The better solution is to properly delineate the severity of offenses in the law so that someone who has committed a less severe offense can't reasonably be charged with the crime that carries penalties "up to" something totally unreasonable. Stop relying on sentencing guidelines to clean up the mess created by broad prohibitions with excessive penalties -- especially at the federal level. Why is what Aaron Swartz was alleged to have done a federal felony rather than a state misdemeanor?


I liked the closing sentence a lot.

> With more and more people becoming the heroes of their own internet activist story, perhaps the many instead of just one can fill the void.

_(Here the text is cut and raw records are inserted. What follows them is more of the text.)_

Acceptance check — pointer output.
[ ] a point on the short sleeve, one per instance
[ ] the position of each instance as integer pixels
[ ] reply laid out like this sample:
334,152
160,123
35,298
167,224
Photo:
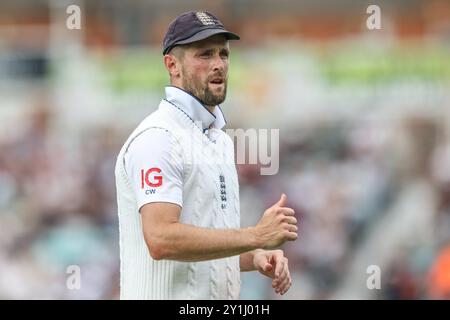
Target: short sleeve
155,168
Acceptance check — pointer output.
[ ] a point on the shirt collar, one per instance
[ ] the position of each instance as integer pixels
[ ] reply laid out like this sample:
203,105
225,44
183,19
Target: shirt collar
195,109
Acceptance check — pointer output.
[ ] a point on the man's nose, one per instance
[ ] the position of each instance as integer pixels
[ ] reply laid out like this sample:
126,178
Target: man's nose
219,64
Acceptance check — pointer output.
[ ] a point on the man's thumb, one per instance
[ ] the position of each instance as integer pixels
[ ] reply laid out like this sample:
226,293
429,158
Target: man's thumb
282,201
267,267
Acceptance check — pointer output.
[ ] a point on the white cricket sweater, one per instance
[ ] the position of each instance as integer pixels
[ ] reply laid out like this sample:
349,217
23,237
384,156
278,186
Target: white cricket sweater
210,199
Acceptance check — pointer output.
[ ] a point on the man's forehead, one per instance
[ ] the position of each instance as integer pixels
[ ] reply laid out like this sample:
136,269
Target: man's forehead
216,40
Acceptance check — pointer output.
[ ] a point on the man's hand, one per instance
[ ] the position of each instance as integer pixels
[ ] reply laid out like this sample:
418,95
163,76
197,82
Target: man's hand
274,264
277,225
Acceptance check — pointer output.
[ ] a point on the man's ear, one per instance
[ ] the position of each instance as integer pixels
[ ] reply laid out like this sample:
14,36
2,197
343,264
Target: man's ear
172,65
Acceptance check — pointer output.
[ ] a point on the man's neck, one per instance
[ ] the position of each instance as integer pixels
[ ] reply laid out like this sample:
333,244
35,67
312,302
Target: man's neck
210,108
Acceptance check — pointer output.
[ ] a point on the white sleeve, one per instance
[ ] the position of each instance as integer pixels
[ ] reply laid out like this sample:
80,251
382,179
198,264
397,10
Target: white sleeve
154,168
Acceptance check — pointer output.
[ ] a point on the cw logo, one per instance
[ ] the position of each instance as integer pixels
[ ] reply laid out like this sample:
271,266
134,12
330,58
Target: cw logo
150,180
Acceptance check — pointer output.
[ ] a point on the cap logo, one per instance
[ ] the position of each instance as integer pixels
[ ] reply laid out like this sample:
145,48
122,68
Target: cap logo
205,18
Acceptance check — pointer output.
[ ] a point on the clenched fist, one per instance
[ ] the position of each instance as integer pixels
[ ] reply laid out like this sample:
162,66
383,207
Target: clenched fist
277,225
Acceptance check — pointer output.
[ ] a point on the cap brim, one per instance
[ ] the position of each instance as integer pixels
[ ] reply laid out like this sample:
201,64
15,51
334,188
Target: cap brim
208,33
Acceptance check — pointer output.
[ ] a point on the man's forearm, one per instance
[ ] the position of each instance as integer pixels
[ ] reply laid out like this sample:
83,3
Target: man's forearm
184,242
246,260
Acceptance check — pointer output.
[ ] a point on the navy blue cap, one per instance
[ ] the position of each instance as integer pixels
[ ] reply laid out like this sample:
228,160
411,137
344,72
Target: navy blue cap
194,26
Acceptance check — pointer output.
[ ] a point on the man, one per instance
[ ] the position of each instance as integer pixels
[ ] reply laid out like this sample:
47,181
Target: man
177,187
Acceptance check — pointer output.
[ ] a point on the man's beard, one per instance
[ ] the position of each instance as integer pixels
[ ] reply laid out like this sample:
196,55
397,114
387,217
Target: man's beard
203,92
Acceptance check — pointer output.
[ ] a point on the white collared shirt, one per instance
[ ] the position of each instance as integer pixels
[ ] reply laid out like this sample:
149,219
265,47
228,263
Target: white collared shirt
152,149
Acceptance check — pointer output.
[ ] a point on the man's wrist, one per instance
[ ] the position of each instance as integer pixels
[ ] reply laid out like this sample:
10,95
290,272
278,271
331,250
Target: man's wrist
254,240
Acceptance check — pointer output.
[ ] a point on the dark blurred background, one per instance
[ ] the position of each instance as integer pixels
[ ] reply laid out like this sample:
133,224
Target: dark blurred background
364,119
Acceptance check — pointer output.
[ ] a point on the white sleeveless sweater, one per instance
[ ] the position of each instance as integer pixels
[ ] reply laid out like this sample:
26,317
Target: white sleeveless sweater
210,199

So nsa surveillance is unacceptable and must be fought but corporate surveillance is ok and should be accepted and used as a tool against nsa surveillance ? sad joke


Exactly, your comment is a sad joke.

It is a personal choice to be monitored by Google,Facebook and other services that an individual uses. On the other hand, that individual has zero choice in whether his or her activities will be monitored by shady government agencies.


Your tone is unnecessarily abrasive.

Parent has a legitimate point: we defend the right to be spied on by corporations when it was that data that made this whole thing much easier to set up in the first place. For all the malicious intent assumed of government, we forget that private companies often have no such oversight rules set up for their clusters of data. And we do all this because we believe that freemium is a necessary evil.

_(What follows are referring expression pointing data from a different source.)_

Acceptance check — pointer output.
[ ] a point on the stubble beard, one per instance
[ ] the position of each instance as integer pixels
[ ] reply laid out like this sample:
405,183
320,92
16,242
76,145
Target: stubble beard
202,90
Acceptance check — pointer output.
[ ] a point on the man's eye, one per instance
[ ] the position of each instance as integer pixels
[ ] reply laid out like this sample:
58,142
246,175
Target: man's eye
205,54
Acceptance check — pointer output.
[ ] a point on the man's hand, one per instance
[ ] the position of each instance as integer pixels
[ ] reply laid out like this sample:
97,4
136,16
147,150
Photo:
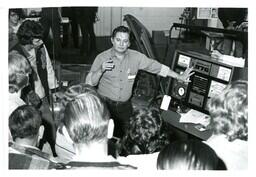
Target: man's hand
185,76
57,96
107,65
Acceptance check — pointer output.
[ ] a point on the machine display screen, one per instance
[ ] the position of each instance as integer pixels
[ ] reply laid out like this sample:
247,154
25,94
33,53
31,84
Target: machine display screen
215,88
184,61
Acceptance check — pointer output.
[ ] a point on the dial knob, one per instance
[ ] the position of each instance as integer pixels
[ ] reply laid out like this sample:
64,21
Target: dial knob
181,91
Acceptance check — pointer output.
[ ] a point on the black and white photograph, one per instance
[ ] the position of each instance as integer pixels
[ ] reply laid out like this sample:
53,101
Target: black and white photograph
96,86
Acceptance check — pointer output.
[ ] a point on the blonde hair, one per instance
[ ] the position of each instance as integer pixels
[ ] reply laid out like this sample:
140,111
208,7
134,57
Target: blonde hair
229,113
86,118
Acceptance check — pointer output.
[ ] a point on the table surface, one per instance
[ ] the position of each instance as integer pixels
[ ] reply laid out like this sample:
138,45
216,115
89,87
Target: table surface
173,118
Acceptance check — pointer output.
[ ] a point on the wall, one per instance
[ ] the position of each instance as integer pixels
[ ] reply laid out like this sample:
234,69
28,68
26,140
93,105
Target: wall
152,18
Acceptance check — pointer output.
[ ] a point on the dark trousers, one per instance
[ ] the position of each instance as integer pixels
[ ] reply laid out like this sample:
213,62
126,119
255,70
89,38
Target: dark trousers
120,112
49,126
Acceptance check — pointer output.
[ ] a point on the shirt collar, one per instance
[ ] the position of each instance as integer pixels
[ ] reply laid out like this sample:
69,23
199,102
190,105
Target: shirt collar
113,54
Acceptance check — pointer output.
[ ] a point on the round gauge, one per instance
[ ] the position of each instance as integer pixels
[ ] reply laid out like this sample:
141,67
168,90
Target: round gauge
181,91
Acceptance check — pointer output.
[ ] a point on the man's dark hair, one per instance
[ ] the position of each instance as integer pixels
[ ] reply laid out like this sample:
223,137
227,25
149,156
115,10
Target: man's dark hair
24,122
19,12
29,30
122,29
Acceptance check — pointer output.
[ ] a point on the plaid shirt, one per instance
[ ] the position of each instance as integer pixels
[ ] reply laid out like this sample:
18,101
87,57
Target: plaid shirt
22,157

My tone is a reflection of parents tone, no more, no less. I've even used the same phrase.

I won't argue with you as I think our axioms differ: I consider freemium necessary good, not evil and I don't think that anyone forgets about lack of private enterprise oversight and nearly no one defends the right to be spied by corporations.


"a long battle with depression"

Was he formally diagnosed with it?


disappointed to see this getting continual attention...

embarassed as to the choice of hero this community seems to have chosen.

let the down votes roll, i take them with pride.


Kids these days. They get on a theme, the sky is blue, I love you, and roll with their goody-two-shoes thinking life is all hugs and kisses.

Life gets complicated when you get past 18 and more people on forums like this aren't.